Le mois d’octobre est celui de la floraison du crocus sativus, après une période de dormance estivale. “C’est une floraison inversée. En hiver, la plante vit alors que la nature est figée et l’été, elle dort alors que la nature explose”. Les cormes commencent à germer et à prendre racine et la plante fleurit par la suite. Puis, tout s’accélère. ” Quand la pousse est blanche le matin cela annonce la fleur du lendemain”, nous explique Hervé Barbisan.” Plus tard dans la nuit, la pousse commence à se violacer, à grandir un peu jusqu’à l’apparition d’une pointe rouge, représentant le bout des 3 stigmates (filaments) faisant partie du pistil de la fleur. Parfois il y en a 5, mais c’est plutôt rare “.
Les visiteuses du jour (des visites sont possibles) sont vivement intéressées par ses explications. Le safranier les interroge, énigmatique : ” Qui a planté le premier bulbe ? D’où vient la première fleur ? Les ethnobotanistes les plus confirmés l’ignorent. Il y a un mystère qui plane autour des origines de la première fleur du crocus sativus, reine des épices.. et c’est tant mieux”.
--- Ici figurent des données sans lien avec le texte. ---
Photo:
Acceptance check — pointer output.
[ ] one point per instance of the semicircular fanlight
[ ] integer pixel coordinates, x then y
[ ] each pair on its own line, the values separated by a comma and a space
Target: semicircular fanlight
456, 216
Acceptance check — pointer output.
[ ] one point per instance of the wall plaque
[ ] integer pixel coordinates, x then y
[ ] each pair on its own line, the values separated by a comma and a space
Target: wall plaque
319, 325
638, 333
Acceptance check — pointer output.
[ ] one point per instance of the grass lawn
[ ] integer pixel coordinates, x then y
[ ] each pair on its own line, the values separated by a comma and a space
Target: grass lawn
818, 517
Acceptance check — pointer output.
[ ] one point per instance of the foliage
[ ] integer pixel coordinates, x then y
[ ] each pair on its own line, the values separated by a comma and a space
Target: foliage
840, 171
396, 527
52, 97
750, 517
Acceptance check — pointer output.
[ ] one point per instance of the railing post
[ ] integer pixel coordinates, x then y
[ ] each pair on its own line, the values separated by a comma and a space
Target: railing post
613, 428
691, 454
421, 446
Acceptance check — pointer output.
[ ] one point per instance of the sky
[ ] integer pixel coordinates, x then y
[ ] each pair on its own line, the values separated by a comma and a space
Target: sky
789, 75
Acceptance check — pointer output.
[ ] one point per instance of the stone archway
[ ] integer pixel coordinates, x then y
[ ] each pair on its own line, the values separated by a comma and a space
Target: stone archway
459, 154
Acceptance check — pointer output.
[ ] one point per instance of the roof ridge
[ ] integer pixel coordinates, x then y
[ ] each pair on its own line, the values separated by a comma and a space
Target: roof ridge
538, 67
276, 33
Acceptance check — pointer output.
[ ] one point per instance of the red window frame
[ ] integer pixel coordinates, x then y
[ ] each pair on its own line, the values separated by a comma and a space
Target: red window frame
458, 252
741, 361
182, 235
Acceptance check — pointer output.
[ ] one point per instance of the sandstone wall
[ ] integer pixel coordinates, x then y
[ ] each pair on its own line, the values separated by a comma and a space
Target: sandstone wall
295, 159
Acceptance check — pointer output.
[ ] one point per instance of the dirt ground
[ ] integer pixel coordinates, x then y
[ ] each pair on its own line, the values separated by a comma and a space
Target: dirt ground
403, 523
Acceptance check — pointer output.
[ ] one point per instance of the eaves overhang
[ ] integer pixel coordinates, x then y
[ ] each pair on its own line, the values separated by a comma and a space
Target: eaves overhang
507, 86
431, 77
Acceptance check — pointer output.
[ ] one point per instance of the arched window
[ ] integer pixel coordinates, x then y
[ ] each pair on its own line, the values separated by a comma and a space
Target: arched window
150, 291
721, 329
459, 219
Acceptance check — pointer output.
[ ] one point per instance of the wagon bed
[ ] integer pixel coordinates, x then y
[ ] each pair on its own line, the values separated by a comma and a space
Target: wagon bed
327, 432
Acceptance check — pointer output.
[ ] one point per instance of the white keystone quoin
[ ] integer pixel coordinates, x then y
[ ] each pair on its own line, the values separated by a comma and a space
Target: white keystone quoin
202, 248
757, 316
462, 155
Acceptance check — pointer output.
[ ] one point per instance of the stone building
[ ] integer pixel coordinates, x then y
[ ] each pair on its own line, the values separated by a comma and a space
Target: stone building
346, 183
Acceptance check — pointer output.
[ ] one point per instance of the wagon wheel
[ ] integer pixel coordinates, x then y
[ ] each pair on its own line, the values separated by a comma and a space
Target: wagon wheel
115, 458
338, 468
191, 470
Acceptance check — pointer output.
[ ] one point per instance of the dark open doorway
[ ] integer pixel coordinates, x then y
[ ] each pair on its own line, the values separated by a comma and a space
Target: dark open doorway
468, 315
La cueillette de la fleur de safran est manuelle, artisanale. “Nous pratiquons un geste ancestral, on se baisse pour ramasser la fleur, sans outil ni machine. Et c’est pareil pour l’émondage, terme technique qui caractérise l’effeuillage de la fleur, afin d’en extraire les stigmates”.
Au même moment, Carole Scandella et une équipe de saisonniers reproduisent les mêmes gestes sur les parcelles de Muntzenheim.
” C’est un moment très convivial où l’on est tous assis autour d’une table, recouverte des fleurs pour les émonder. On retrouve les ambiances des veillées d’antan, près de la cheminée, quand on écossait les haricots ou qu’on épluchait les pommes de terre”.
” L’adjonction d’un organe translucide neutre augmente la quantité mais affaiblit la qualité. C’est ce que pratiquent les Iraniens. C’est purement de la fraude ! “, s’indigne Hervé Barbisan tout en travaillant.
Cependant il reconnaît que recruter de la main d’œuvre saisonnière agricole est difficile, en raison notamment des horaires irréguliers, soumis au rythme de la floraison.
” Si en France, on importe environ 20 tonnes de safran iranien chaque année, via l’Espagne, c’est en partie parce que notre pays n’en produit qu’une centaine de kg par an, dont la moitié part à l’étranger”.
Une infime partie de ce safran iranien reste en france pour la consommation et le reste est revendu dans la monde. Le safran est soumis à un business équivalent à celui de l’or puisque leur prix s’équivalent. Comme tous les produits de luxe, le safran attise les convoitises.
Si la majorité de la production est concentrée dans le sud de la France, Hervé Barbisan peut se targuer de produire et fournir les 75% de la demande en safran dans le nord de la France.
5000 bulbes, calibre 8, achetés en Haute-Vienne, ont produit 3000 fleurs en 2006, pour obtenir 12 g de safran sec. ” Et pour être très précis, une fleur fraîchement coupée pèse en moyenne 0,5 g, le pistil 0,06 g, et on retire de ce poids 90% pour obtenir le safran sec ( 0,006g) “.
Mais la culture du safran est très difficile et aléatoire. Impossible de prévoir la date du début de floraison. Les rendements varient de 2 à 10 kg l’hectare, selon le micro-climat de la parcelle, la structure du sol ou les techniques de culture.